Die neue saudi-arabische Staatsfluggesellschaft Riyadh Air hat einen bedeutenden regulatorischen Meilenstein im Hinblick auf ihre weltweite Netzwerkexpansion erreicht.
Das Verkehrsministerium der Vereinigten Staaten (USDOT) erteilte dem Luftfahrtunternehmen die offizielle Genehmigung für die Durchführung von Linienflügen in die und aus den USA. In seiner Begründung erklärte das Ministerium, dass die Vergabe dieser Verkehrsrechte im öffentlichen Interesse liege und die bilateralen Luftverkehrsbeziehungen stärke. Für die Fluglinie, die sich vollständig im Besitz des staatlichen saudi-arabischen Public Investment Funds (PIF) befindet, stellt diese Erlaubnis eine zentrale Voraussetzung für den Aufbau ihres geplanten interkontinentalen Streckennetzes dar.

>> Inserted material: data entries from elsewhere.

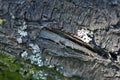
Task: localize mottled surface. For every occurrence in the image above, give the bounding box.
[0,0,120,80]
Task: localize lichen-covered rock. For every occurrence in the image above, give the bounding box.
[0,0,120,80]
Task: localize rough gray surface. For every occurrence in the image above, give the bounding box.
[0,0,120,80]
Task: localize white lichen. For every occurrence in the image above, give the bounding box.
[17,22,28,43]
[21,51,28,57]
[77,29,93,43]
[29,44,43,66]
[29,44,40,53]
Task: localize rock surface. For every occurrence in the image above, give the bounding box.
[0,0,120,80]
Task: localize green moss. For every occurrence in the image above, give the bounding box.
[0,54,81,80]
[0,19,4,25]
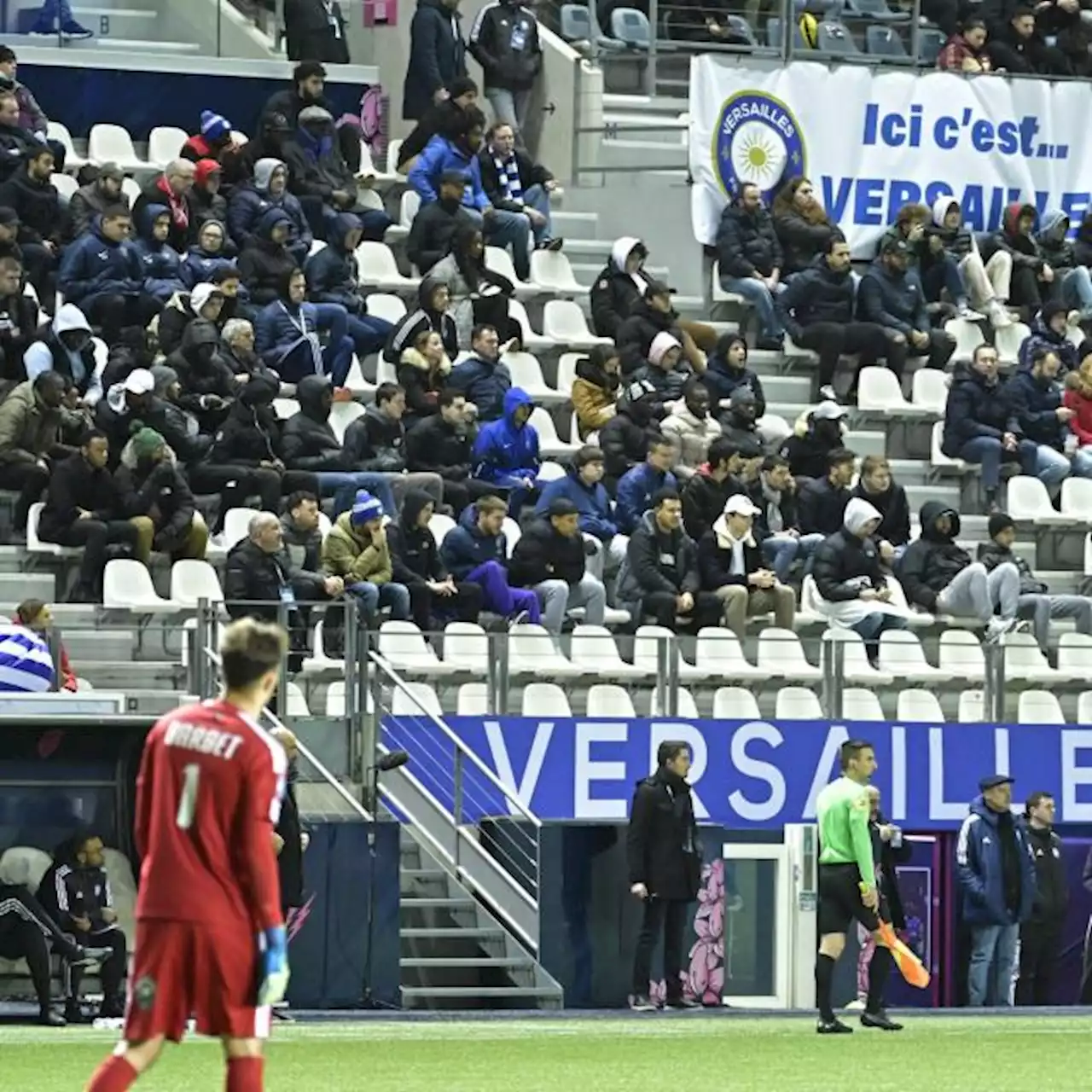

Die Erteilung der US-Einflugrechte erfolgt unmittelbare Zeit nach dem offiziellen operativen Betriebsstart der Fluggesellschaft. Erst in der vergangenen Woche absolvierte Riyadh Air ihren historischen ersten kommerziellen Linienflug, der von der saudi-arabischen Hauptstadt Riad nach London führte. Das Unternehmen wurde im Jahr 2023 mit dem strategischen Ziel gegründet, Riad als globales Luftverkehrsdrehkreuz zu etablieren und die wirtschaftliche Diversifizierung des Königreichs im Rahmen der nationalen Entwicklungsstrategie voranzutreiben. Riyadh Air fungiert dabei als zweite staatliche Fluggesellschaft des Landes neben der bereits etablierten Fluglinie Saudia.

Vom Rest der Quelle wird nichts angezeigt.